Data Wrangling in R is the third class in the NIH Library Introduction to R Series. A basic understanding of R and R Data Types is expected. This class provides a basic overview of manipulating, analyzing and exporting data with the R tidyverse. R is a programming language and open source environment for statistical computing and graphics. The R class series is a comprehensive collection of training sessions offered by the NIH Library Data Services Program that is designed to teach non-programmers how to write modular code and to introduce best practices for using R for data analysis and data visualization. Each class uses both evidence-based best practices for programming and practical hands-on lessons.

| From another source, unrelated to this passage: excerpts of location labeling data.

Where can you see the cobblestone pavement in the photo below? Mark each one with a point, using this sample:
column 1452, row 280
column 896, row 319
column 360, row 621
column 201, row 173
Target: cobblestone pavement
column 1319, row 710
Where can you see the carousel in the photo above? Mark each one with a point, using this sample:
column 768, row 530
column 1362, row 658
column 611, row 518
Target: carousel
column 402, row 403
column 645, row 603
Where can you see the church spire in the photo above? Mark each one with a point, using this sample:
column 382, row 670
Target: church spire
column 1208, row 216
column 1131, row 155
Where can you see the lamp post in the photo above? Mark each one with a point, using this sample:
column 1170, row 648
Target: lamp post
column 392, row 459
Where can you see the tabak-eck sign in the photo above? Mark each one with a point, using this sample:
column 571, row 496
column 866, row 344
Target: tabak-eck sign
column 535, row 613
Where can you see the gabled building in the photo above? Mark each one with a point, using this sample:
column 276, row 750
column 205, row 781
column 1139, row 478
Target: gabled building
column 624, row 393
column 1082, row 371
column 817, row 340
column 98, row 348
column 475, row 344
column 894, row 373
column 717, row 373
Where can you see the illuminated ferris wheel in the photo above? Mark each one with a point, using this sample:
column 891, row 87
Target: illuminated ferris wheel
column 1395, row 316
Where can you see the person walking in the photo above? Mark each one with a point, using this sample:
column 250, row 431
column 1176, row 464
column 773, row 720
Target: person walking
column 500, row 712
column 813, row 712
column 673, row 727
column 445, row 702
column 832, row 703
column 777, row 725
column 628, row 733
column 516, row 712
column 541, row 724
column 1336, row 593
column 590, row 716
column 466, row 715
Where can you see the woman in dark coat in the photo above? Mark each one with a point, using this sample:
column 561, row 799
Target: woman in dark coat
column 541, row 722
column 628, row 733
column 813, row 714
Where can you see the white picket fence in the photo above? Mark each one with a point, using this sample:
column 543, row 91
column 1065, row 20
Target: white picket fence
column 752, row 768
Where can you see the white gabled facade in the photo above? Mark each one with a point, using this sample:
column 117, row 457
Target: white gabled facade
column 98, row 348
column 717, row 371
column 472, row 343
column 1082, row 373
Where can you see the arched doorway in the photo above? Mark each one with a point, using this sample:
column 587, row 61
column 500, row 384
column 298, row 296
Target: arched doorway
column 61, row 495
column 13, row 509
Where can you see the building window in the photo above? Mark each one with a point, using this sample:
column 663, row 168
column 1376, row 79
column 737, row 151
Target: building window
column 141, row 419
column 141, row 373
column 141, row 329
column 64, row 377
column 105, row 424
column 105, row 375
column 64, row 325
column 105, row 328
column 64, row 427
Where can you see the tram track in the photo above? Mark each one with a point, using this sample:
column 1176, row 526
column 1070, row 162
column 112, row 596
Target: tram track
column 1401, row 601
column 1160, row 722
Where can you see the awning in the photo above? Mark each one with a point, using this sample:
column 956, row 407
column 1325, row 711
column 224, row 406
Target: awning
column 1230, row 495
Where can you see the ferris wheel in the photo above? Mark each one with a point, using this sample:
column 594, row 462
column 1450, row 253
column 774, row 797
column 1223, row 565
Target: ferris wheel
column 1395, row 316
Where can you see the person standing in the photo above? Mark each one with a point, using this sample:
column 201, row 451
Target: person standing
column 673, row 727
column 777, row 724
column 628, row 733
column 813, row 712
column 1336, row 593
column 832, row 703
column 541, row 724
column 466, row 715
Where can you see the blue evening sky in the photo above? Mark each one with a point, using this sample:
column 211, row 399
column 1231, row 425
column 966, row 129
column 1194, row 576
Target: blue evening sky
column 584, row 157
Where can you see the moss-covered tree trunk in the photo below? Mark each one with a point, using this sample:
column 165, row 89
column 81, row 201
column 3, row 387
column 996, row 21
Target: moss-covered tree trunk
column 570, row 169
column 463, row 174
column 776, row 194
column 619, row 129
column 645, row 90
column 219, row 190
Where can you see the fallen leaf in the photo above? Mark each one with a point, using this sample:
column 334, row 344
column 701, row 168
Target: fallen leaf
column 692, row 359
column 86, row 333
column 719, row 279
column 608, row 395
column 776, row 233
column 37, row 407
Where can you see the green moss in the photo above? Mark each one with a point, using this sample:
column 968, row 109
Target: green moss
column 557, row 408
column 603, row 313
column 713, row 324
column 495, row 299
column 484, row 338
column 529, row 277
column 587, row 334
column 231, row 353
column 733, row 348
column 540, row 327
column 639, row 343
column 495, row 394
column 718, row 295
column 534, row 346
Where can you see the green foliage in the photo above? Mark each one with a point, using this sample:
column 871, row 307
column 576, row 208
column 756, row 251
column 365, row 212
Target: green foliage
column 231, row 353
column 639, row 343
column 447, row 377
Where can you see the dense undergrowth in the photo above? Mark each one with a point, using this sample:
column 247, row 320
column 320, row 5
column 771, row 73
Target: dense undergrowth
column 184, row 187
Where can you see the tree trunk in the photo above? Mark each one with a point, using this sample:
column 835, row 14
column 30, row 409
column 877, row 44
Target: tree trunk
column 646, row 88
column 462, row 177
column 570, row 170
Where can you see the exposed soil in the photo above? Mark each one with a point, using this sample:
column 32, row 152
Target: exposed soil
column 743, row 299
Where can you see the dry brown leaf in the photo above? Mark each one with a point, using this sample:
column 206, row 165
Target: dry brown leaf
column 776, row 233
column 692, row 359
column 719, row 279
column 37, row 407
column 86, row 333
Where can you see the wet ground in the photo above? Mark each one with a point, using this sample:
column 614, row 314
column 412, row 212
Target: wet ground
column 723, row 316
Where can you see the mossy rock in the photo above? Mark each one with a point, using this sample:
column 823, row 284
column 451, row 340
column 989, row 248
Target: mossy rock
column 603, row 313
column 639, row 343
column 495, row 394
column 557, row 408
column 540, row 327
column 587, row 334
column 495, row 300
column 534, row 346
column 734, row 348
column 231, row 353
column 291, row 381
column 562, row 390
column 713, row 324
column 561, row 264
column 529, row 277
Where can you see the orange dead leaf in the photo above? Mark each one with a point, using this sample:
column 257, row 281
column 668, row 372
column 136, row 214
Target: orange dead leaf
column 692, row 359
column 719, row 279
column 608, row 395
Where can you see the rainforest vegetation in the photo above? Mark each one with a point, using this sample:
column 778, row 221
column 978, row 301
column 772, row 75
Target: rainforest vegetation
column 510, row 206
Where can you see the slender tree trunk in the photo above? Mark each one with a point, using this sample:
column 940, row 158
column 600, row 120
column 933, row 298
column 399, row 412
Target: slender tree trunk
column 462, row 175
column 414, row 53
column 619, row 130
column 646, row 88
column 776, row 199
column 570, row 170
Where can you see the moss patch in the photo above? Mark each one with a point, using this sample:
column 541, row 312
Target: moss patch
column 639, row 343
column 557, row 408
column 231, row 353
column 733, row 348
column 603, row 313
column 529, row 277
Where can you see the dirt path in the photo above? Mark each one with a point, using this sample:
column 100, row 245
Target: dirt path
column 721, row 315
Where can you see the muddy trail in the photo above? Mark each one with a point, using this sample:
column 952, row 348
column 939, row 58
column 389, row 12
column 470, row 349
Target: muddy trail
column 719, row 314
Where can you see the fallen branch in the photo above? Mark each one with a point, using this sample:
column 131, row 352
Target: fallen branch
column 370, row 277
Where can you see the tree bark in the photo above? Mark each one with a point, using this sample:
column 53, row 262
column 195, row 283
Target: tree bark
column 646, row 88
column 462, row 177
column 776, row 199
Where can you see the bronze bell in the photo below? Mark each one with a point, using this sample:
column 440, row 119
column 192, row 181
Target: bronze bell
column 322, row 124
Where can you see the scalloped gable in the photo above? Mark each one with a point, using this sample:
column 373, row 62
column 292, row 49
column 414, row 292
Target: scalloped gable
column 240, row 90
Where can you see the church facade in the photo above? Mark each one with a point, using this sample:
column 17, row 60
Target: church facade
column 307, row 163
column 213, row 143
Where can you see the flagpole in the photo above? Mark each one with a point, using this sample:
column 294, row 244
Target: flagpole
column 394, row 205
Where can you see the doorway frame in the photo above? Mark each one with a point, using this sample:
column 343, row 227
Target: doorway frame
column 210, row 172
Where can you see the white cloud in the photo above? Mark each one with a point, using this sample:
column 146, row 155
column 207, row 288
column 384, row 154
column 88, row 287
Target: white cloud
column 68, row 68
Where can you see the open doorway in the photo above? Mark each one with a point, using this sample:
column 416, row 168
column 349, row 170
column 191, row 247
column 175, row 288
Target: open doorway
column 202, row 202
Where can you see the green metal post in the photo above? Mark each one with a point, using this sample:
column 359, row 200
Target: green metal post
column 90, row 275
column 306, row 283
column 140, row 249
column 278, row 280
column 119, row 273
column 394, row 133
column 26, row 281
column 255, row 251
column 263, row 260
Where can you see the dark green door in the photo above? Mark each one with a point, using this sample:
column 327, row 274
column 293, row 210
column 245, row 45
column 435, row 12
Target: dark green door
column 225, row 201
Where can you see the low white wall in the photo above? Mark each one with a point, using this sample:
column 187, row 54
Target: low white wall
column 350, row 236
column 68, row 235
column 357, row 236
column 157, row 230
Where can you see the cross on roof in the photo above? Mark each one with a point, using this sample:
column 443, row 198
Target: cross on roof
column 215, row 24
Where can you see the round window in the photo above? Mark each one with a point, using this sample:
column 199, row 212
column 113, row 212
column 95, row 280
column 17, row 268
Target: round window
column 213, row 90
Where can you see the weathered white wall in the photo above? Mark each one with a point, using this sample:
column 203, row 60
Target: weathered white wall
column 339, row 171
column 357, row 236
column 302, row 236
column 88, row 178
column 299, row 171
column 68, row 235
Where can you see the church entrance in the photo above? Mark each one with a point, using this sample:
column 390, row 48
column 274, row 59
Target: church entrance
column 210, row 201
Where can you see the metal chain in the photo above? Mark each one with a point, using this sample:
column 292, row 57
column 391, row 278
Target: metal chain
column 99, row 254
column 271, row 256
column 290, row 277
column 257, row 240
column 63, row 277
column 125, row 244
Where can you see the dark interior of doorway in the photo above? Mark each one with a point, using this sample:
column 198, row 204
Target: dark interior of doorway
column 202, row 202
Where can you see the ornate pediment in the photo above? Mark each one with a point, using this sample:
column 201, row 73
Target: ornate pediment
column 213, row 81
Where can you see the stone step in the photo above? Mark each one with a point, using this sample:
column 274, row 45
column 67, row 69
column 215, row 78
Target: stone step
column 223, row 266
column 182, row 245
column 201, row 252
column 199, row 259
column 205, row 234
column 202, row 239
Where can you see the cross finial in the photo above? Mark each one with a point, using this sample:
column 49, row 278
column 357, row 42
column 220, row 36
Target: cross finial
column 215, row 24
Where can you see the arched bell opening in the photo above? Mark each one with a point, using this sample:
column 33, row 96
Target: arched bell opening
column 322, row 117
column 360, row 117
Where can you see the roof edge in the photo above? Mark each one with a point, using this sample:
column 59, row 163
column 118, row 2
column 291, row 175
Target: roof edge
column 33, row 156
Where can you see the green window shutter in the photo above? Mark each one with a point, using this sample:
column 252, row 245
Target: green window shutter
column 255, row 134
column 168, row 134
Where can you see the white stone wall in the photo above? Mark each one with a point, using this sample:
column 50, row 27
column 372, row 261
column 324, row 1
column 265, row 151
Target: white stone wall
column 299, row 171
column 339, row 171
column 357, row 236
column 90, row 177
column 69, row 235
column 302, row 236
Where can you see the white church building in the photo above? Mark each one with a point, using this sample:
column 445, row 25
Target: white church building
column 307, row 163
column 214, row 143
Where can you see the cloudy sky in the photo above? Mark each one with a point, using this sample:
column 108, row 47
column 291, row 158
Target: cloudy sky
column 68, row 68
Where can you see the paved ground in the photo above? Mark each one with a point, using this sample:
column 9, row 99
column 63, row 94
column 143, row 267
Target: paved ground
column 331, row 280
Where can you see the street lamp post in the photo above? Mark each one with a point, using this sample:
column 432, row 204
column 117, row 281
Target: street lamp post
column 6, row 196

By the end of this class, students should be able to: describe the purpose of Tidyverse packages; select certain columns or rows in a data frame; describe the function of the pipe operator; add new columns to a dataframe that are functions of existing columns; use the split-apply-combine concept for data analysis; use summarize, group by, and count to split a data frame into groups of observations, apply summary statistics for each group, and then combine the results; describe the concept of a wide and a long table format and for which purpose those formats are useful; describe the function of key-value pairs; reshape a data frame using the gather commands from the tidyr package; export a data frame to a .csv file.
Students are encouraged to install R and RStudio and download the class data before the class so that they can follow along with the instructor. Attendees will need to download the class data before the class.